Arms crossed over my chest, I exhaled.

"I'm not taking her from you," he said, softer now. "You held her together when Dad died. I was a coward. I was stupid. But if you don't let her go now, then you're the coward."

I didn't like what I was hearing, but figuring he was right, I looked up at him. My face was twisted and ugly, but that's how I felt.

"She wants to be closer to Takata," he said, and I puffed in disgust. Sure, bring him into it. "She wants to be closer to Takata, and Takata can't live in Cincinnati," he said persuasively. "She doesn't have any friends here. Not really. And thanks to you, she can't sell her charms—now that you've been shunned."

Shock washed cold through me, and my expression blanked. "Y-you know about that?"

His eyes dropped from mine, then returned. "I was with her when we found out. They won't sell to her anymore, won't buy. She may as well be shunned herself."

"That's not fair." My stomach was hurting, and I held it.

Turning sideways, Robbie put one hand on his hip, the other on his forehead. "For Christ's sake, Rachel. You've been shunned?"

Embarrassed, I dropped back. "I-I didn't know they would…," I stammered, then realizing he had turned the tables on me, I lifted my chin. "Yes. Because I talk to demons."

Robbie sucked his teeth and looked at my demon-scarred wrist.

"Okay," I admitted. "And maybe make deals with them when I'm forced into it.
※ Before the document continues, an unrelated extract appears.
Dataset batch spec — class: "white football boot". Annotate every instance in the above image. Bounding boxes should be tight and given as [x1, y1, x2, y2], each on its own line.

And I've spent some time in the ever-after. More than most."

"Uh-huh."

"And a demon prison," I added, feeling a twinge of guilt. "But it was a run for Trent Kalamack. He was there, too. No one got mad at him."

"Anything else?" he mocked.

Wincing, I said, "You saw the news, huh?" The agony of my defeat, or in my case, being dragged down the street on my ass by a demon, had been worked into their opening credits.

Robbie's anger vanished in an amused snort. "That must have hurt."

I smiled, but it faded fast. "Not as bad as what you're doing to me does."

He sighed and nudged the box closer to the hole in the floor. "There isn't anything here for her, Rachel."

My pique came back. "There's me."

"Yeah, but thanks to your mess-ups, she can't make a living anymore."

"Damn it, Robbie," I swore. "I didn't want this to happen! If she leaves, I don't have anyone."

He edged to the stairway. "You've got your friends," he said, head down and shoving the box with his foot across the plywood floor to the door.

"Friends you've made abundantly clear you don't approve of."

"So make new ones."

So make new ones, I mocked in my thoughts. Bothered, I went to get the last box of stuffed animals I'd named after dead or dying friends. There were so many of them. My thoughts went to Marshal, then Pierce. How was I going to tell Marshal I'd been shunned? So much for that friendship. I never should have done a power pull with him.

Robbie lifted the second box. "You need to change something."

The scent of dust was thick as I took a breath to protest. "Like what? I try. I try damn hard, but there isn't anyone decent who can survive the crap my life can turn into."